The agave plant has historically been a vital food source, useful to Indigenous people in many ways. Agave hearts can be roasted and relished for their sweetness, and dried agave eaten during the winter months. The tough fibers of agave are used in making baskets and mats. In addition, agave is famously used for distilled spirits such as tequila and mezcal.

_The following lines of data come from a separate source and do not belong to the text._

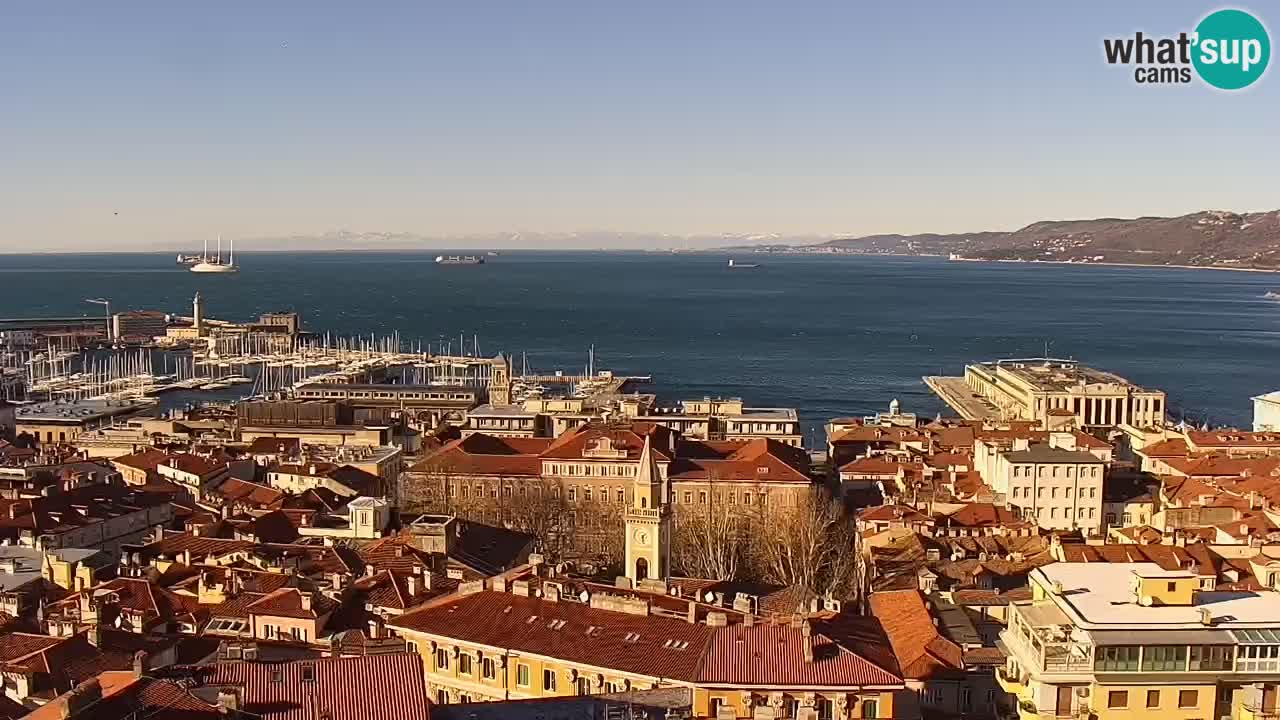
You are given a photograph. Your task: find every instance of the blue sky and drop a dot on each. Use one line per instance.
(152, 124)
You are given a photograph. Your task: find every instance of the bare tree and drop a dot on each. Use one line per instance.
(812, 545)
(711, 540)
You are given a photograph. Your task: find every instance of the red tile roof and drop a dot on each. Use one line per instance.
(234, 490)
(146, 459)
(525, 624)
(769, 655)
(127, 697)
(920, 650)
(287, 602)
(378, 687)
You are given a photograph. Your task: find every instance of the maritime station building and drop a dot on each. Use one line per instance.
(1054, 392)
(1134, 639)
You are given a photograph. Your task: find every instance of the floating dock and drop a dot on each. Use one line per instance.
(960, 397)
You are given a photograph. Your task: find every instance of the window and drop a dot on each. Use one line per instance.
(1164, 657)
(1116, 657)
(1212, 657)
(1260, 657)
(1188, 698)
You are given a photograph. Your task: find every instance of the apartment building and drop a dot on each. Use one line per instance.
(1266, 413)
(1057, 483)
(1132, 639)
(1045, 390)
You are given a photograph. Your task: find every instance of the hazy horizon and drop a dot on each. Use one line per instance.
(152, 126)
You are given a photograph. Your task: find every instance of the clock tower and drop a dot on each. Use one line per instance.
(648, 522)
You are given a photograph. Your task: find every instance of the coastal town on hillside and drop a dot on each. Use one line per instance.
(362, 529)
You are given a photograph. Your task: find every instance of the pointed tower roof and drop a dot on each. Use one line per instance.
(648, 473)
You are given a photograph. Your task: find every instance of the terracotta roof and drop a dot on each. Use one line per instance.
(758, 460)
(891, 514)
(391, 589)
(146, 459)
(1234, 438)
(234, 490)
(274, 446)
(378, 687)
(1173, 447)
(773, 655)
(287, 602)
(484, 456)
(1168, 556)
(568, 630)
(571, 445)
(873, 465)
(920, 650)
(984, 515)
(195, 464)
(891, 434)
(127, 696)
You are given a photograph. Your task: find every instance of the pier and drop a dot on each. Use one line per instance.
(960, 397)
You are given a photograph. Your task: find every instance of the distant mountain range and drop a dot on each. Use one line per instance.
(583, 240)
(1210, 238)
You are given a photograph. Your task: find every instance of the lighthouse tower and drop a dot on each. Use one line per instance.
(648, 522)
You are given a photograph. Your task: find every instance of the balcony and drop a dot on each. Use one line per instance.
(1255, 711)
(1009, 683)
(1033, 651)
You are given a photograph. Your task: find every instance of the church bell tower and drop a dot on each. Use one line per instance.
(648, 522)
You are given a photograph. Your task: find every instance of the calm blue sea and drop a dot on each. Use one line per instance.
(832, 336)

Indigenous peoples of the region have traditionally raised turkey and hunted deer, antelope and rabbit. After European contact they began to keep sheep, goats and cattle.

==Society and culture==

Contemporary Pueblo Indians continue to be organized on a clan basis for pueblo activities and curing ceremonies. The clans of the eastern Pueblos are organized into the Summer people and the Winter people (Tanoans) or as the Turquoise people and the Squash people. The western Puebloans are organized into several matrilineal lineages and clans. Many Pueblo peoples continue to practice the kachina (katsina) religion.